Oleh :
Ranti
Ibu Rumah Tangga
Sabtu 29 Oktober 2022 Konser festival musik Berdendang Bergoyang yang diselenggarakan di Istora Senayan, Jakarta Pusat terpaksa dihentikan karena over kapasitas, padahal rencananya konser festival musik tersebut akan berlangsung selama 3 hari dan saat ini pihak kepolisian tengah memeriksa panitia acara ini, Selain memeriksa panitia penyelenggara pihak kepolisian juga menyebut pihaknya tengah mendalami indikasi minuman keras (miras) di konser 'Berdendang Bergoyang' tersebut.
Polisi sebenarnya telah menegur panitia pada hari pertama ihwal kapasitas penonton yang kelebihan. Berdasarkan analisis kepolisian pada festival musik hari pertama, terdapat beberapa kekurangan yang mesti diperbaiki panitia pada hari kedua. Selain itu, polisi melihat terjadi kelebihan kapasitas pada dua panggung di luar Istora Senayan, tempat berlangsungnya acara. Sekadar gambaran terdapat lima panggung dalam festival musik Berdendang Bergoyang. Satu panggung berada di dalam Istora Senayan, sementara empat panggung lagi berada di luar.
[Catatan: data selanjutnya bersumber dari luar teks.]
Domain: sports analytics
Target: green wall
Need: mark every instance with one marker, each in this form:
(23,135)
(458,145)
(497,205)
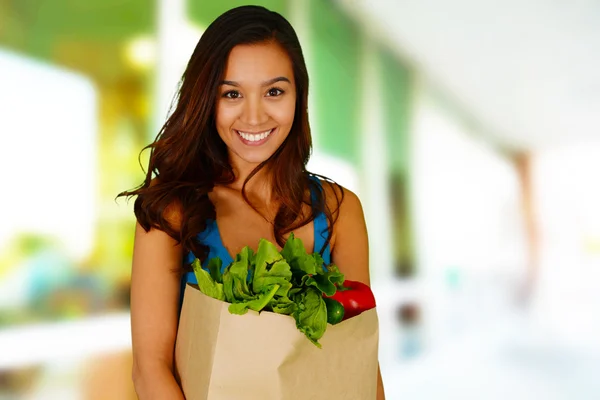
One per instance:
(335,80)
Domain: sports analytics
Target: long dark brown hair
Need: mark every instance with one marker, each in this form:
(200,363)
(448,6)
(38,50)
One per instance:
(188,157)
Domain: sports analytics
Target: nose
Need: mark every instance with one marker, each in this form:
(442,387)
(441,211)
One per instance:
(254,113)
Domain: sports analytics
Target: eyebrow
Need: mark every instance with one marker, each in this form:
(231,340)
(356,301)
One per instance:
(265,83)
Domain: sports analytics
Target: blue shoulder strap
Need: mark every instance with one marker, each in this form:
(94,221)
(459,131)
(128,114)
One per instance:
(320,227)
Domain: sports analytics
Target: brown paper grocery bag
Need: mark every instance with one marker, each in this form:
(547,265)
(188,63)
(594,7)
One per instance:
(220,356)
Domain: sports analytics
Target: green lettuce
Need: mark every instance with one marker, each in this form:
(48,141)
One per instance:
(311,314)
(206,284)
(270,269)
(291,282)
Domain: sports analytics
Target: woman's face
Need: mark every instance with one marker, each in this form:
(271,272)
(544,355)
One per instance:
(256,102)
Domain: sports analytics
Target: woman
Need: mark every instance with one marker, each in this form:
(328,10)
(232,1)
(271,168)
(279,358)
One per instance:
(229,168)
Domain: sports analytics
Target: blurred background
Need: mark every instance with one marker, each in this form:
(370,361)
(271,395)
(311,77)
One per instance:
(469,129)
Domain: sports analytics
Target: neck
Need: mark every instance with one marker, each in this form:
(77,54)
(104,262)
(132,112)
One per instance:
(259,188)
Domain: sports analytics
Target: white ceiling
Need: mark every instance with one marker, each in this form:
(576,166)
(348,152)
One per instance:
(527,70)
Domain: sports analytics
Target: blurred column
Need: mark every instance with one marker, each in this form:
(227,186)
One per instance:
(523,163)
(170,18)
(299,17)
(375,172)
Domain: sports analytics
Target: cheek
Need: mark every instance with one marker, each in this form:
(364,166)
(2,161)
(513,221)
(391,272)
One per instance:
(224,117)
(284,112)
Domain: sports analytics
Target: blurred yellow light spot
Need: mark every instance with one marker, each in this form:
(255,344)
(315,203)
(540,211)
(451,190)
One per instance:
(140,52)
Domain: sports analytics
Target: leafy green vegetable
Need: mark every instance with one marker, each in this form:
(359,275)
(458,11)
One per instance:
(290,282)
(282,305)
(214,268)
(311,315)
(325,282)
(257,304)
(235,279)
(206,284)
(270,269)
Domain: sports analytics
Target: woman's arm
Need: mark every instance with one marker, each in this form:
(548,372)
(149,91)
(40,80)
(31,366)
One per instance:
(155,284)
(351,250)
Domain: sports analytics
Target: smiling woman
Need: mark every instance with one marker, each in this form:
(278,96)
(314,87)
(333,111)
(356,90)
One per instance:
(228,169)
(256,107)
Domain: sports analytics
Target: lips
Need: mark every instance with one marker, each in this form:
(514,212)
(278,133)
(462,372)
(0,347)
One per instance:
(255,138)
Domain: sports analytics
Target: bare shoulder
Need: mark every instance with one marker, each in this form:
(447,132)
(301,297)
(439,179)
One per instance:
(155,290)
(343,202)
(349,245)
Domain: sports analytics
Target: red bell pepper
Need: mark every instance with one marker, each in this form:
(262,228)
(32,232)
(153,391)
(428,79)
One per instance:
(356,297)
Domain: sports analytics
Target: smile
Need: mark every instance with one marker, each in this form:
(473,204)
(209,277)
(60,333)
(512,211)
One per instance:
(254,138)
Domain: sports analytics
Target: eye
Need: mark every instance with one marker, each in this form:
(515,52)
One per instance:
(274,92)
(232,94)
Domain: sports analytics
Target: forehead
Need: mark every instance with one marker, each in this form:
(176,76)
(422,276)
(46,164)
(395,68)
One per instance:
(255,63)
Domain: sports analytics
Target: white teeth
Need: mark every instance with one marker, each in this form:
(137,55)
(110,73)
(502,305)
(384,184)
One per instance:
(254,137)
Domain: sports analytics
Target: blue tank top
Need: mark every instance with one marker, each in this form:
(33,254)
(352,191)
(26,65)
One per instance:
(211,237)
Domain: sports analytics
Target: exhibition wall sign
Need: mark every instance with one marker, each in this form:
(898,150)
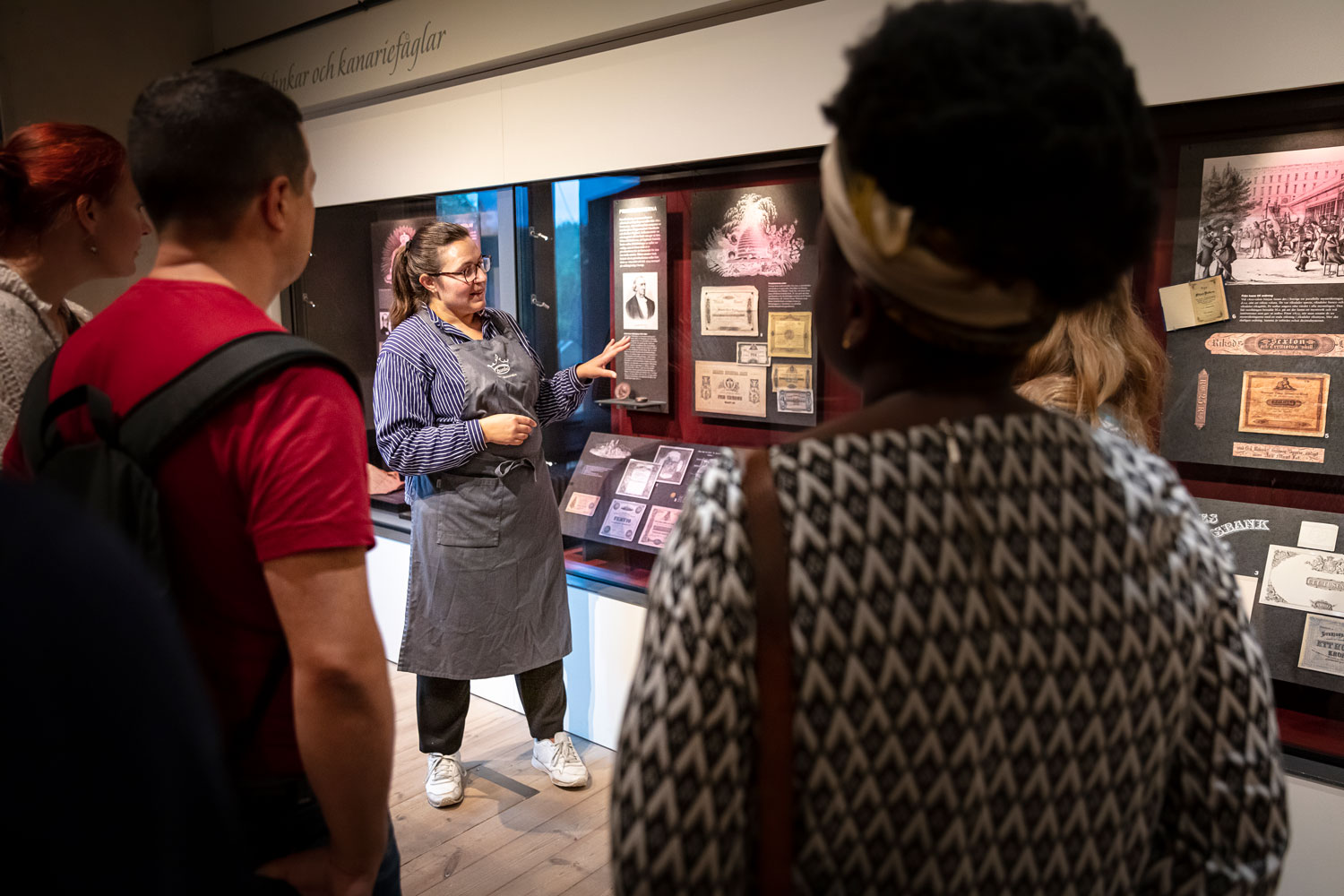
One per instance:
(409,43)
(753,298)
(640,303)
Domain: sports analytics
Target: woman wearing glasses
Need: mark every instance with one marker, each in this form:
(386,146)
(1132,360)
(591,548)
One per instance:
(457,395)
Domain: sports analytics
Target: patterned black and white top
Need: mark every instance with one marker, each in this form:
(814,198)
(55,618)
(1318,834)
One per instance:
(1019,661)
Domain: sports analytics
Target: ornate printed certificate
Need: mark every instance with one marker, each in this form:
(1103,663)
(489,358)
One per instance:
(790,376)
(1284,344)
(1284,403)
(582,504)
(672,463)
(1322,645)
(623,520)
(754,354)
(728,311)
(730,389)
(1193,304)
(639,479)
(795,401)
(660,525)
(1304,579)
(790,333)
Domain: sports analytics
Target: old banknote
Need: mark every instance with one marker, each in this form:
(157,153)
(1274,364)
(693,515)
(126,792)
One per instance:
(660,525)
(790,335)
(639,479)
(730,389)
(1284,403)
(795,401)
(623,520)
(728,311)
(582,504)
(790,376)
(1304,579)
(1322,645)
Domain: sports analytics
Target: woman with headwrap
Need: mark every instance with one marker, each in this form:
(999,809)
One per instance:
(1012,654)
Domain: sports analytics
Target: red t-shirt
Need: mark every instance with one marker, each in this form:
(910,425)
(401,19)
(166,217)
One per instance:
(279,471)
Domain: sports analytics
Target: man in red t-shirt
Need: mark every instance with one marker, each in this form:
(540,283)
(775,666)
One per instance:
(265,509)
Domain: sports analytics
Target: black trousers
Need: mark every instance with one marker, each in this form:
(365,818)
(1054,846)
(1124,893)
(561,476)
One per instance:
(441,705)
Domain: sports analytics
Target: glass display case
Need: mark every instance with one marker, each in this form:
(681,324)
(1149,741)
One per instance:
(1253,202)
(711,271)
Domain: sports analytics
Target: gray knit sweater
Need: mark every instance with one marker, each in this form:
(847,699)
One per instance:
(26,339)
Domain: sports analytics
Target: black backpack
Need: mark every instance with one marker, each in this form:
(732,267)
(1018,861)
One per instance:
(113,474)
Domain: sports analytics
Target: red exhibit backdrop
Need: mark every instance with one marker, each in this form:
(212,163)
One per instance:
(835,397)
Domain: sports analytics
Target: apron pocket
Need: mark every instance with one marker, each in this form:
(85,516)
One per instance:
(470,512)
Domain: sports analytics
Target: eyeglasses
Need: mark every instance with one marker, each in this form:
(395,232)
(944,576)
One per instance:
(468,271)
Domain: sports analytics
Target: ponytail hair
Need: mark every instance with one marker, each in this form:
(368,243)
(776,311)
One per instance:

Terlebih pada hari kedua pelaksanaan, terjadi kelebihan kapasitas sehingga banyak pengunjung yang pingsan akibat berdesak-desakan. Pada saat bersamaan, jumlah penonton semakin membeludak sehingga penonton saling dorong di salah satu akses masuk, situasi ini menyebabkan desak desakan sulit dihindari yang akhirnya menyebabkan sejumlah penonton jatuh pingsan, situasi semakin kacau karena pengunjung yang telanjur membeli tiket menuntut panitia untuk mengembalikan uangnya lantaran mereka tidak bisa masuk ke area festival musik.
Melihat sikap tegas aparat pemerintahan menghentikan festival musik ini untuk menghindari bencana ditengah keramaian patut diapresiasi hanya saja tetap harus dikritisi pasalnya karena semua itu dihentikan saat kekacauan sudah terjadi padahal seharusnya pemerintah sudah bisa melakukan mitigasi acara sehingga penjualan tiket over kapasitas bisa dicegah sedini mungkin apalagi acara tersebut disertai dengan tindakan kriminal lain nya seperti diduga adanya indikasi minuman keras.
Pemberian izin untuk acara festival musik tersebut sangat jelas menunjukan pemerintah benar benar tidak peduli terhadap pembentukan karakter generasi muda sebagai pilar peradaban gemilang, ini adalah bukti bahwa pemerintah betul betul tidak memiliki perhatian terhadap pembangunan manusia khususnya generasi muda, dan hal ini berbanding terbalik dengan pelarangan hijrah fest yang diselenggarakan di Surabaya beberapa waktu lalu. Berbeda dengan islam, penguasa dalam islam memiliki perhatian besar terhadap generasi dengan selalu memberikan lingkungan yang kondusif demi terbentuknya generasi yang berkualitas serta taat kepada Allah SWT.